Brytyjczycy, choćby z racji położenia geograficznego, zbudowali swoją tożsamość na ekskluzywizmie i dumie z kulturalnej inności od reszty Europy. Mistrzowie izolacjonizmu i nawet paternalistycznego lekceważenia wszystkiego, co za morzem, nagle zaczęli przodować w wypieraniu się patriotyzmu (rasistowski), podważać własną tożsamość (ksenofobiczna) i przepraszać za to, że żyją. Zaawansowana oikofobia nie dotyczy tylko Brytyjczyków, ale dziwne, że także ich.
Trzeci Świat wpuszczony do Europy
Kultura Zachodu musiała się zmęczyć sama sobą. Sztuka dużo mówi o epoce, w której powstaje. Schyłkowość i świadomość końca była już oczywista w XIX wieku. Przełom stuleci i początek wieku XX przyniósł spektakularny koniec starych form i narracji. Co można skomponować w dur-mol po Gustawie Mahlerze i Richardzie Straussie? Jaką napisać wielką powieść, które w XIX wieku bywały całymi światami, po Marcelu Prouście i Jamesie Joysie, a po odejściu od mimesis, czyli związku z rzeczywistością można malować już tylko zwidy, koncepcje, urojenia i luźne skojarzenia. Można oczywiście robić to, co do tej pory, ale z poczuciem, że wszystko już było. Nie ma nic do odkrycia, umarła wszelka dynamika.
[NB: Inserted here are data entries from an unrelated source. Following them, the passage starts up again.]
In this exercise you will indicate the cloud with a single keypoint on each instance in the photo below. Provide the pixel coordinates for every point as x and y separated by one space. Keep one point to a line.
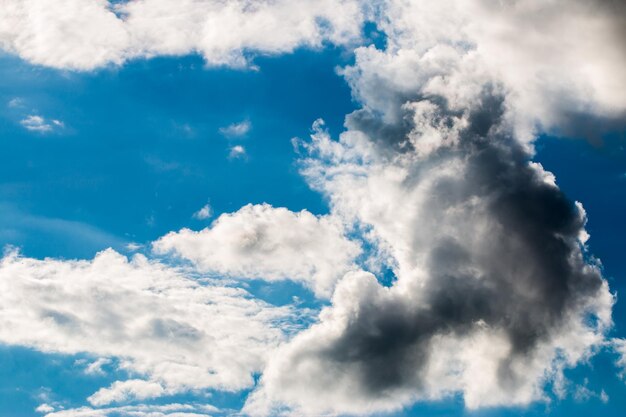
558 63
493 290
236 129
494 293
619 346
39 124
15 103
171 332
167 410
263 242
204 213
237 152
84 35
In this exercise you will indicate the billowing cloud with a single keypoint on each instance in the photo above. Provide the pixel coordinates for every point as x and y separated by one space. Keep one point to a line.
260 241
87 34
494 294
172 332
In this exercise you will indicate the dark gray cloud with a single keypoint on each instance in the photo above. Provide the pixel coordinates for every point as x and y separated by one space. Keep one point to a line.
495 250
526 277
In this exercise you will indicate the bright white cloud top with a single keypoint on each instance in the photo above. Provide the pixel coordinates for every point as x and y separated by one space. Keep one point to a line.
494 290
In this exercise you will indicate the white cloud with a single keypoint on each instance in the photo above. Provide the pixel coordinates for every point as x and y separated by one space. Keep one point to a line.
87 34
204 213
172 332
167 410
442 226
555 61
44 408
39 124
16 102
121 391
236 129
260 241
236 152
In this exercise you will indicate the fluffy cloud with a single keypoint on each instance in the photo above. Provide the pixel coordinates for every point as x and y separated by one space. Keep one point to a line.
558 62
173 333
260 241
492 296
86 34
39 124
168 410
493 289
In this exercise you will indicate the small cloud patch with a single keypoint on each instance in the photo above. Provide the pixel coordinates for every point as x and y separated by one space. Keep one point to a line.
40 124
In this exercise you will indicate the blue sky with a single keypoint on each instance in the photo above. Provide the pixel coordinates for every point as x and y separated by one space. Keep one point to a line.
124 154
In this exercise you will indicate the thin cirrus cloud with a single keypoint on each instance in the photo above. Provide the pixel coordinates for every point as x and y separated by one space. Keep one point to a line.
494 296
167 410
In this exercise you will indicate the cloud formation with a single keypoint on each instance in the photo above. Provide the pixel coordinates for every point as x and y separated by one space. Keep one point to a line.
171 332
39 124
494 292
263 242
88 34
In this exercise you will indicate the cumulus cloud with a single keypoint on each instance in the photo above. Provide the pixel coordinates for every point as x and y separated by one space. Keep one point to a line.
37 123
172 332
167 410
237 152
260 241
87 34
492 296
204 213
493 289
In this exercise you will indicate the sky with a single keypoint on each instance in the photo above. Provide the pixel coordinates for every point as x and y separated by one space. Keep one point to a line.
315 208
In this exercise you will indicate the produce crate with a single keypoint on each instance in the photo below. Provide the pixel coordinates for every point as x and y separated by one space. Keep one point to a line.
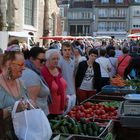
62 136
102 136
105 126
103 97
77 137
108 111
109 89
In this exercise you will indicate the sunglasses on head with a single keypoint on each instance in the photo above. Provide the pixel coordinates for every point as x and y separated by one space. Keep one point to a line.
42 61
21 64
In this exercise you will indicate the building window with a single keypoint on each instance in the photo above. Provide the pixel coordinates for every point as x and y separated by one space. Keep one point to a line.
137 12
138 1
103 13
29 12
102 26
119 1
104 1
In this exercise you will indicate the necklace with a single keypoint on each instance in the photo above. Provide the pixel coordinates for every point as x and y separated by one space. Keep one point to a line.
10 88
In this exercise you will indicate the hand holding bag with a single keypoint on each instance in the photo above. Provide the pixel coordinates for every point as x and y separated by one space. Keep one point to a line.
31 124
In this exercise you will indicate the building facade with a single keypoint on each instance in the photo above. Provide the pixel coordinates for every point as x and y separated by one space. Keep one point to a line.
36 17
52 19
111 18
134 17
103 17
80 18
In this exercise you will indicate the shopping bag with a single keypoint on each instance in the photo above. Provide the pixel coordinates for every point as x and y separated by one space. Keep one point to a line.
31 124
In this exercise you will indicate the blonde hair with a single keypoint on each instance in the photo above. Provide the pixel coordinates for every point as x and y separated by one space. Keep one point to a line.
49 53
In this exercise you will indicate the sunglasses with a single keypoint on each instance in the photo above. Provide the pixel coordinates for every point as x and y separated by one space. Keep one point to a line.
42 61
20 64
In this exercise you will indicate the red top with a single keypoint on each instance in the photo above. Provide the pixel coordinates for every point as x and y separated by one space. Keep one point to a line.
57 86
123 65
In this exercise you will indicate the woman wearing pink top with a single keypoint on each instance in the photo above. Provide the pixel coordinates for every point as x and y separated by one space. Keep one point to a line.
123 61
56 83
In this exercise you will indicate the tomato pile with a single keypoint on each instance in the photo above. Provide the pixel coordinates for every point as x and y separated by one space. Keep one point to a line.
89 110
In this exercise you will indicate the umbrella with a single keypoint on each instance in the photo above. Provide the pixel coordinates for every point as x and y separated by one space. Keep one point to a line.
102 37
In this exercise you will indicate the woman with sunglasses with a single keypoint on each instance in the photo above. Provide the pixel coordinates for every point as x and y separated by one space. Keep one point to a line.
36 86
11 90
57 84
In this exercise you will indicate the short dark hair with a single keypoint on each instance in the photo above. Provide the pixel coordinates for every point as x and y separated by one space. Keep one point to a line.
93 51
66 44
35 51
112 53
125 50
103 52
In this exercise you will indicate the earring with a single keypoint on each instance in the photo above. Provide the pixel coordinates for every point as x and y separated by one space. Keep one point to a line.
9 73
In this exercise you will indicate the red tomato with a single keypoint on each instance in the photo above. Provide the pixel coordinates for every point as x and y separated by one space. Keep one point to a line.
93 107
92 113
88 115
97 112
102 112
87 105
112 108
104 116
74 108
Zmęczenie, znudzenie formą i treścią, słynne w drugiej połowie XIX wieku „ennui” miało swoją zapowiedź w pogoni za „bon sauvage” (dobrym dzikusem) Jana Jakuba Rousseau w dobie oświecenia. Dzikus był – a raczej marzenie o nim – dobry, bo nietknięty zachodnią cywilizacją, a cywilizacja to lepiej nie mówić. Wszystko, co najgorsze, bo zabija w człowieku pierwotne dobro.
Dobry dzikus był krótkotrwałą modą i nie zapobiegł dekadenckiemu zmęczeniu sobą w kulturze końca XIX wieku. Są tego przykłady francuskie, angielskie i nawet niemieckie. Zmęczenie przeszło w obrzydzenie do siebie i tu literacko wspaniale sprawdził się Witold Gombrowicz. W jego sztuce „Operetka” jest postać Profesora, który każdą kwestię zaczyna od: „Rzyg, rzyg, rzyg...”.
Profesor jest marksistą pochodzącym z burżuazji, stąd spaczonym wyzyskiem klasowym i wszystko, co pomyśli i chce powiedzieć jest przez to obrzydliwe dla niego samego, szczerego marksisty, bo spaczone. Gombrowicz zapowiedział mechanizm obrzydzenia kolonializmem, rasizmem, białym suprematyzmem i zwykłym patriotyzmem oraz staroświeckim i niesłusznym przywiązaniem do swoich kultur narodów Europy.
Muzułmanie nie komponowali i nie pisali za wiele, nie przedstawiali też świata w sztukach plastycznych, bo to, poza niefiguratywnymi deseniami, niezgodne z islamem i nie są przesyceni. A ich fanatyczna wiara bardzo silnie spaja tę wspólnotę, podczas gdy chrześcijaństwo co najmniej od stu lat nie kształtuje oblicza społeczeństw Zachodu.
Trzeci Świat został wpuszczony do Europy – poza narastającym obrzydzeniem Europejczyków do siebie samych – dzięki nowej europejskiej religii praw człowieka.